The COVID-19 Numerical Claims Open Research Dataset (CONCORD) is a comprehensive, open-source dataset that extracts numerical claims from academic papers on COVID-19 research. A weak-supervision model is employed for this extraction, taking advantage of its white-box, explainable nature and reduced computational and annotation costs compared to transformer-based models. This model uses labelling functions such as pattern matching, external knowledge bases, phrase matching, and third-party models to generate labels, with an aggregator function handling contradictory labels. Evaluated against established baselines, the model achieved a weighted F1-score of 0.932 and a micro F1-score of 0.930. While transformer-based models achieve comparable results, the explainability of weak-supervision offers distinct advantages. Additionally, generative LLMs were tested to understand their effectiveness in extracting numerical claims, highlighting the impact of prompt engineering on performance. CONCORD contains approximately 200,000 numerical claims from over 57,000 COVID-19 research articles, serving as a valuable resource for tracking developments in COVID-19 research. This dataset, coupled with the weak-supervision approach, provides researchers with a significant tool for advancing COVID-19 research and showcases the potential of these methodologies in the broader biomedical field.

Abstract Image

查看原文本刊更多论文

CONCORD：利用基于弱监督的数字索赔提取加强 COVID-19 研究

COVID-19 数字索赔开放研究数据集（CONCORD）是一个全面的开源数据集，可从有关 COVID-19 研究的学术论文中提取数字索赔。与基于转换器的模型相比，CONCORD 采用了弱监督模型，利用其白盒、可解释的特性，降低了计算和注释成本。该模型使用模式匹配、外部知识库、短语匹配和第三方模型等标签功能生成标签，并使用聚合器功能处理相互矛盾的标签。根据既定基线进行评估，该模型的加权 F1 分数为 0.932，微 F1 分数为 0.930。虽然基于转换器的模型取得了不相上下的结果，但弱监督的可解释性具有明显的优势。此外，我们还对生成式 LLM 进行了测试，以了解它们在提取数字主张方面的有效性，从而突出提示工程对性能的影响。CONCORD 包含了来自 57,000 多篇 COVID-19 研究文章中的约 200,000 条数值声明，是跟踪 COVID-19 研究发展的宝贵资源。该数据集与弱监督方法相结合，为研究人员提供了推进 COVID-19 研究的重要工具，并展示了这些方法在更广泛的生物医学领域的潜力。

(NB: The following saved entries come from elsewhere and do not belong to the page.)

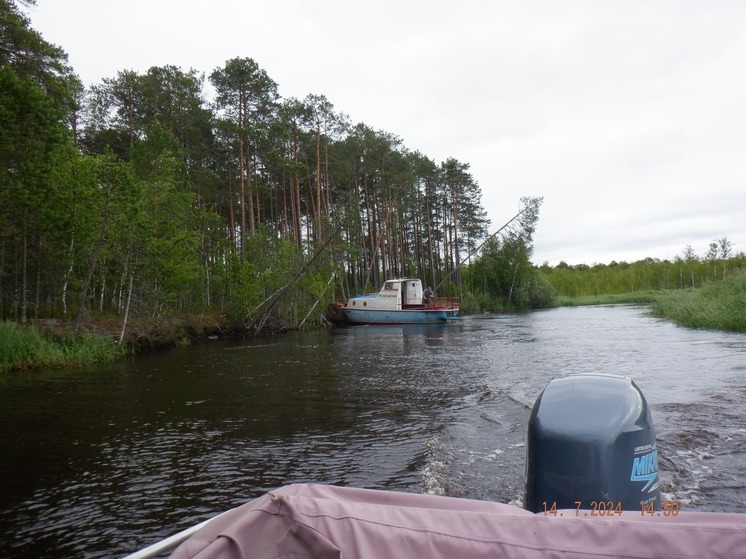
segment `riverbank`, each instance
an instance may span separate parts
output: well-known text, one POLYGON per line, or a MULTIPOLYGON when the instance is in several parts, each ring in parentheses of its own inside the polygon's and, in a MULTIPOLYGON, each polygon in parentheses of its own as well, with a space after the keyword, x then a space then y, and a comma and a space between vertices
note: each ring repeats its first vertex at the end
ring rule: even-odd
POLYGON ((650 305, 653 316, 687 328, 746 332, 746 274, 691 289, 639 291, 587 297, 559 297, 557 306, 650 305))
POLYGON ((582 297, 557 297, 557 307, 585 307, 588 305, 650 305, 659 297, 660 291, 635 291, 610 295, 586 295, 582 297))
POLYGON ((186 314, 157 320, 133 319, 120 343, 121 319, 91 316, 78 328, 64 320, 0 322, 0 374, 40 367, 82 367, 245 331, 226 315, 186 314))
MULTIPOLYGON (((746 274, 734 274, 696 289, 561 297, 555 306, 650 305, 654 316, 680 326, 746 332, 746 274)), ((467 313, 475 312, 465 305, 467 313)), ((97 316, 76 330, 70 321, 38 320, 21 326, 0 322, 0 374, 39 367, 80 367, 127 355, 245 335, 246 326, 226 315, 185 314, 134 319, 119 343, 121 319, 97 316)))
POLYGON ((746 332, 746 274, 697 289, 662 291, 652 313, 688 328, 746 332))

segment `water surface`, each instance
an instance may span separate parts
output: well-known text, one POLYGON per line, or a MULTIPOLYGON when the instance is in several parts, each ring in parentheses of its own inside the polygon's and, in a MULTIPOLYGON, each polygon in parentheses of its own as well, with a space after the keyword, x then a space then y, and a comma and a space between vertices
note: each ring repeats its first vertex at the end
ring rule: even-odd
POLYGON ((746 512, 746 336, 560 308, 0 381, 0 555, 124 555, 295 482, 520 504, 531 406, 583 372, 641 388, 682 510, 746 512))

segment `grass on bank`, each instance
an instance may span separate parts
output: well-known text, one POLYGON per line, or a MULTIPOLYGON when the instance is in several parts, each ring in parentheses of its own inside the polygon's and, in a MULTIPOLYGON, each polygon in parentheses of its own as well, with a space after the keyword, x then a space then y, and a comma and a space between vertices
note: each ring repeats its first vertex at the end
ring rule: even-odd
POLYGON ((556 304, 564 307, 647 304, 653 316, 666 318, 679 326, 746 332, 746 274, 733 274, 696 289, 557 297, 556 304))
POLYGON ((662 291, 651 310, 689 328, 746 332, 746 274, 697 289, 662 291))
POLYGON ((635 291, 608 295, 586 295, 582 297, 557 297, 558 307, 583 307, 586 305, 649 305, 658 300, 660 291, 635 291))
POLYGON ((183 314, 157 320, 132 317, 119 347, 121 319, 117 317, 89 316, 80 329, 70 321, 55 319, 26 325, 0 321, 0 374, 23 369, 111 363, 127 354, 233 336, 242 328, 224 314, 183 314))
POLYGON ((124 352, 109 336, 43 336, 34 326, 0 322, 0 374, 37 367, 81 367, 116 361, 124 352))

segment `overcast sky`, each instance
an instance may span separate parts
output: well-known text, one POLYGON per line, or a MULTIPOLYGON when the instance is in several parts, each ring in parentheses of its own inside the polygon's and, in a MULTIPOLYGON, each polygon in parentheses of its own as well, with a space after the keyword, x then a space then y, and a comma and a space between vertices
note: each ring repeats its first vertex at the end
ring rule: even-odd
POLYGON ((741 0, 37 0, 86 85, 250 57, 284 98, 471 166, 492 230, 543 196, 537 264, 746 251, 741 0))

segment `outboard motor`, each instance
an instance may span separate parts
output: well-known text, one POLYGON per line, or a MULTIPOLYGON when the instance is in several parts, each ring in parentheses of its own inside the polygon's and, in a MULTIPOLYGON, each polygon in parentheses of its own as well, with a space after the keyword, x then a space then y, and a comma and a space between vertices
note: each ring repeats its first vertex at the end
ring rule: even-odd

本文章由计算机程序翻译，如有差异，请以英文原文为准。

求助全文

约1分钟内获得全文求助全文

来源期刊

Journal of Intelligent Information Systems 工程技术-计算机：人工智能

CiteScore

7.20

自引率

11.80%

发文量

审稿时长

6-12 weeks

期刊介绍： The mission of the Journal of Intelligent Information Systems: Integrating Artifical Intelligence and Database Technologies is to foster and present research and development results focused on the integration of artificial intelligence and database technologies to create next generation information systems - Intelligent Information Systems. These new information systems embody knowledge that allows them to exhibit intelligent behavior, cooperate with users and other systems in problem solving, discovery, access, retrieval and manipulation of a wide variety of multimedia data and knowledge, and reason under uncertainty. Increasingly, knowledge-directed inference processes are being used to: discover knowledge from large data collections, provide cooperative support to users in complex query formulation and refinement, access, retrieve, store and manage large collections of multimedia data and knowledge, integrate information from multiple heterogeneous data and knowledge sources, and reason about information under uncertain conditions. Multimedia and hypermedia information systems now operate on a global scale over the Internet, and new tools and techniques are needed to manage these dynamic and evolving information spaces. The Journal of Intelligent Information Systems provides a forum wherein academics, researchers and practitioners may publish high-quality, original and state-of-the-art papers describing theoretical aspects, systems architectures, analysis and design tools and techniques, and implementation experiences in intelligent information systems. The categories of papers published by JIIS include: research papers, invited papters, meetings, workshop and conference annoucements and reports, survey and tutorial articles, and book reviews. Short articles describing open problems or their solutions are also welcome.